Looking to bolster the pool of trained natural gas industry workers while also reaching out to U.S. military veterans, DTE Energy has rolled out a seven-week pilot program that’s preparing Michigan veterans for jobs as maintenance fitter apprentices, which, if successful could be a model for programs nationwide.

Detroit-based DTE Energy acknowledged that the job prospects for American soldiers coming home from tours of duty in Afghanistan and Iraq are often bleak, adding that Michigan has the highest veteran unemployment rate in the country at 30%, with some Michigan-based military units nearing 40%.

Dubbed Natural Gas Boot Camp, DTE Energy said it is hoping to change the trend of high veteran unemployment. “Our veterans are a highly-skilled, tough-minded, physically fit group of people, and the government has already made a significant investment in their training,” said Bob Richard, DTE Energy senior vice president, Gas Operations. “They’re a tremendous resource, but despite the unemployment statistics, they’ve been difficult to recruit.”

DTE Energy’s operating units include Detroit Edison, an electric utility serving 2.1 million customers in southeastern Michigan, MichCon, a natural gas utility serving 1.2 million customers in Michigan and other nonutility, energy businesses focused on gas storage and pipelines, unconventional gas production, power and industrial projects, and energy trading.

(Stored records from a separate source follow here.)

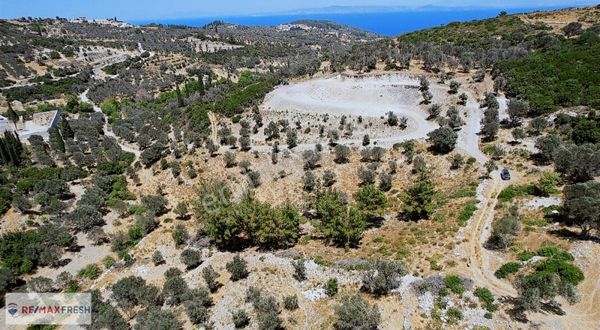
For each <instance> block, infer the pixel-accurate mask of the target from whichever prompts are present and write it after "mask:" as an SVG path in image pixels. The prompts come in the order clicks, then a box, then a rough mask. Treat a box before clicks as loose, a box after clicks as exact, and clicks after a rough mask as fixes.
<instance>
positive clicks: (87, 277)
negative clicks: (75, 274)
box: [77, 264, 102, 280]
mask: <svg viewBox="0 0 600 330" xmlns="http://www.w3.org/2000/svg"><path fill="white" fill-rule="evenodd" d="M101 273H102V272H101V271H100V267H98V265H96V264H89V265H87V266H85V268H83V269H81V270H80V271H79V272H78V273H77V276H79V277H87V278H89V279H90V280H95V279H97V278H98V277H100V274H101Z"/></svg>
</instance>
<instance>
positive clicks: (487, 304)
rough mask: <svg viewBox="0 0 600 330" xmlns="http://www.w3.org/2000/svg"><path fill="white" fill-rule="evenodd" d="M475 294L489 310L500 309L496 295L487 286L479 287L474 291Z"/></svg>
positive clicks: (479, 299) (487, 308) (488, 310)
mask: <svg viewBox="0 0 600 330" xmlns="http://www.w3.org/2000/svg"><path fill="white" fill-rule="evenodd" d="M474 294H475V296H476V297H477V298H479V300H480V301H481V302H482V303H483V304H484V305H485V309H487V310H488V312H494V311H496V310H498V305H496V304H494V295H493V294H492V292H491V291H490V290H488V289H487V288H477V289H475V292H474Z"/></svg>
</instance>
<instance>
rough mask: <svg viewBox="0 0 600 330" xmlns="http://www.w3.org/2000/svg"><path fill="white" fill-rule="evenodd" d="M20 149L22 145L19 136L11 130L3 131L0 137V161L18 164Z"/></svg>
mask: <svg viewBox="0 0 600 330" xmlns="http://www.w3.org/2000/svg"><path fill="white" fill-rule="evenodd" d="M22 151H23V145H22V144H21V140H19V136H18V135H17V134H16V133H13V132H4V137H0V163H2V164H6V165H14V166H19V165H20V164H21V152H22Z"/></svg>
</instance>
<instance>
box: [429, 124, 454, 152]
mask: <svg viewBox="0 0 600 330" xmlns="http://www.w3.org/2000/svg"><path fill="white" fill-rule="evenodd" d="M427 136H428V141H429V143H431V148H432V149H433V150H434V151H436V152H439V153H443V154H447V153H449V152H450V151H452V150H454V147H455V145H456V140H457V139H458V135H457V134H456V132H454V130H453V129H451V128H449V127H440V128H438V129H436V130H434V131H432V132H430V133H429V134H427Z"/></svg>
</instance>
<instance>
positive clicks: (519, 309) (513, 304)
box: [499, 296, 529, 323]
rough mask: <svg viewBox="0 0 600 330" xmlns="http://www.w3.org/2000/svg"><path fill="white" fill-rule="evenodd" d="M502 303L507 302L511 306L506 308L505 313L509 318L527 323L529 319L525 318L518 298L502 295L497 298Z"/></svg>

Natural Gas Boot Camp was developed last spring in meetings between DTE Energy and Brigadier Gen. Michael Stone of the Michigan National Guard. While the utility has been trying to boost its veteran recruitment, the Michigan National Guard, with support from Gov. Rick Snyder, has been looking for solutions to the state’s veteran unemployment that could be applied nationwide.

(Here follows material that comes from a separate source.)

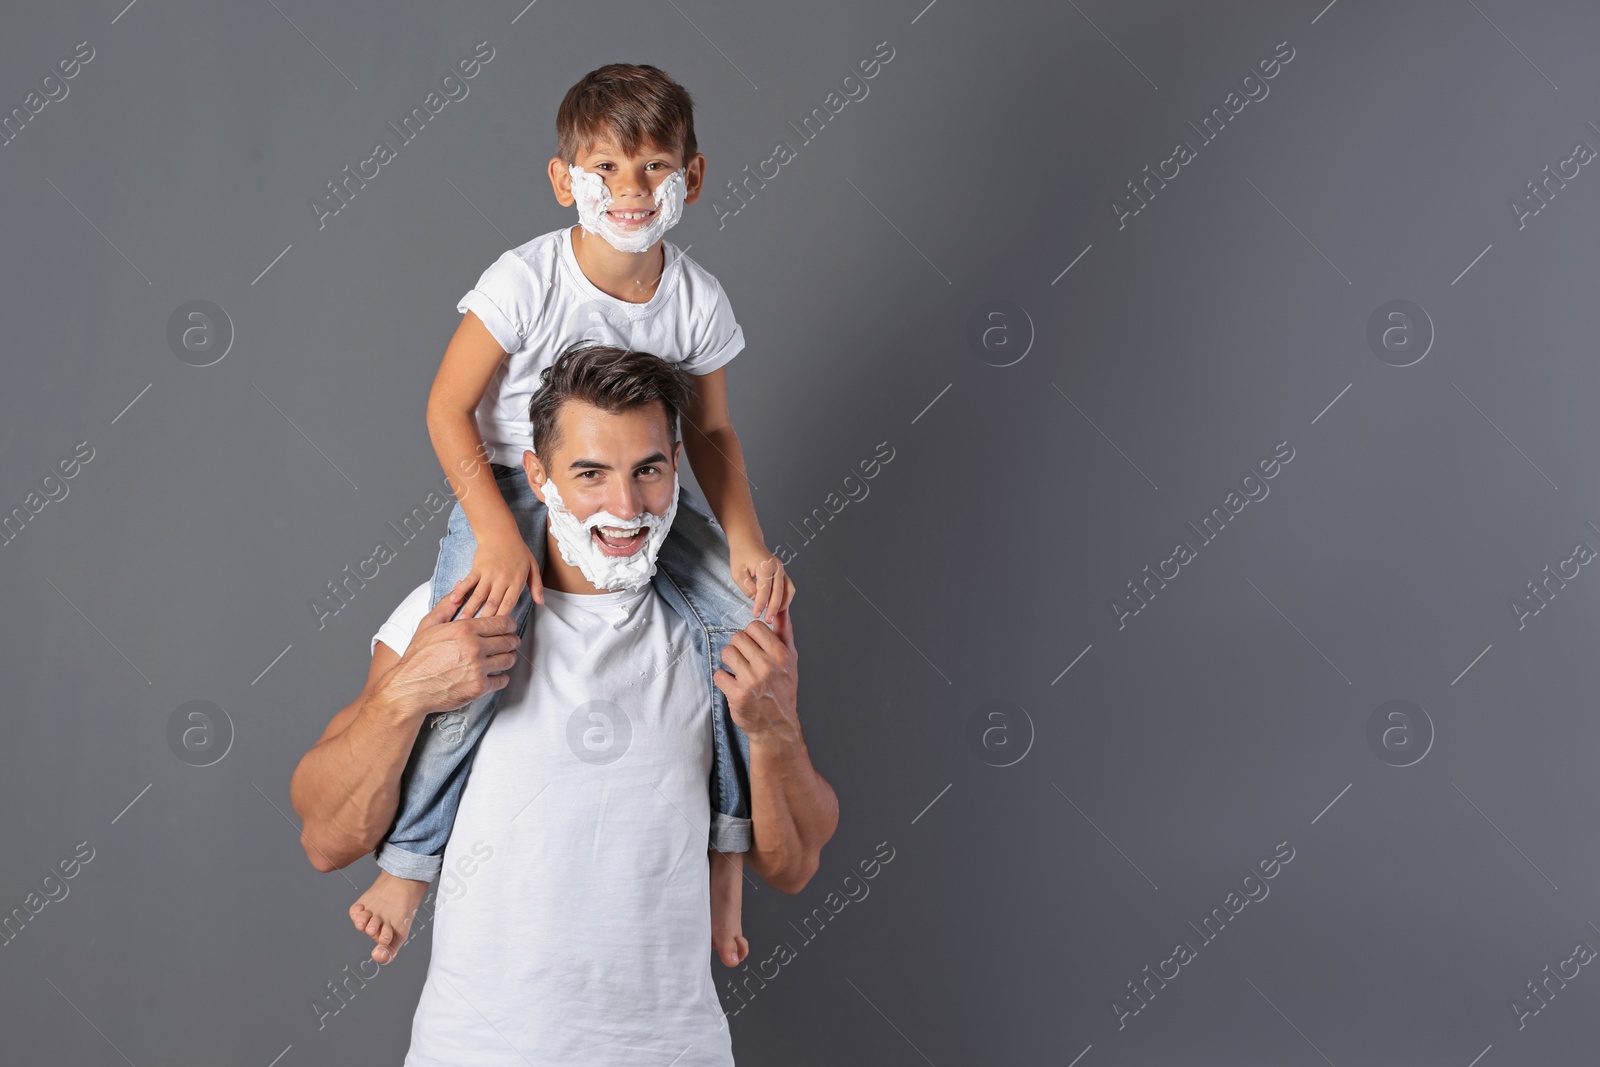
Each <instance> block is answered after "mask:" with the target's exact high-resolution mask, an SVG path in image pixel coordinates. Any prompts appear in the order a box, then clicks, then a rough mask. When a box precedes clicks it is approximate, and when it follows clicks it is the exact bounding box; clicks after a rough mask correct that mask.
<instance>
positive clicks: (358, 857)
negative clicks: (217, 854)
mask: <svg viewBox="0 0 1600 1067" xmlns="http://www.w3.org/2000/svg"><path fill="white" fill-rule="evenodd" d="M398 662H400V654H398V653H395V651H394V649H392V648H389V646H387V645H384V643H382V641H379V643H378V645H376V648H374V649H373V662H371V667H370V669H368V673H366V685H365V686H363V688H362V693H360V696H357V697H355V699H354V701H352V702H350V704H347V705H346V707H344V709H342V710H339V713H336V715H334V717H333V721H330V723H328V728H326V729H325V731H323V734H322V739H320V741H318V742H317V744H315V747H312V750H310V752H307V753H306V755H304V757H301V761H299V766H296V768H294V777H293V779H290V801H291V803H293V805H294V811H296V813H299V817H301V819H302V822H304V825H302V829H301V848H304V849H306V857H307V859H309V861H310V865H312V867H315V869H317V870H338V869H341V867H346V865H347V864H350V862H354V861H357V859H360V857H362V856H365V854H366V853H370V851H371V849H373V848H376V846H378V841H379V840H381V838H382V833H384V830H387V829H389V824H390V821H392V819H394V814H395V808H397V806H398V803H400V773H402V771H403V769H405V761H406V757H408V755H410V753H411V745H413V742H414V741H416V731H418V728H419V726H421V723H422V720H421V717H408V715H405V713H403V712H402V710H400V709H398V707H395V704H394V701H390V699H389V697H387V696H386V694H384V691H382V686H381V683H382V678H384V675H387V673H389V672H390V670H392V669H394V665H395V664H398Z"/></svg>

“Training veterans for maintenance fitter apprentice positions seemed like a natural place to start,” Richard said. “These are tough jobs and veterans, in addition to their skills, possess many of the other qualities needed such as physical fortitude and strong determination.”

While much has been made recently of the jobs boom brought on by the shale oil and gas development bonanza, utility, pipeline and other segments of the industry are also looking for qualified applicants as the current workforce gets older.

DTE Energy worked on the Boot Camp curriculum and brought in partners to build the project, including Local 223 of the Utility Workers Union of America, Consumers Energy, Alpena Community College, Schoolcraft Community College, the Center for Energy Workforce Development and the Michigan Workforce Intelligence Network.

In the first camp, more than 20 veterans began training last month at Camp Grayling, a Michigan National Guard training facility. They have completed four weeks of classes taught by Alpena Community College instructors in Grayling, followed by three weeks of hands-on instruction at Camp Grayling. A second Boot Camp, sponsored by Consumers Energy, is running concurrently in the metro Detroit area.

DTE Energy noted that students were selected and pre-screened by the National Guard based on their skills, experience and aptitude for the job. While there is no guarantee of employment, the utility said students are expected to be well-qualified and ready to start careers in the energy industry upon graduation.

“This is not just about finding a job for Michigan’s veterans; it’s about helping our heroes enter into meaningful careers,” Stone said. “While our civilian population spent the time right after high school seeking higher education and developing careers, these men and women spent their time fighting the wars of this nation. Our goal is to build and test drive a program that will benefit veterans and employers here in Michigan and throughout the country.”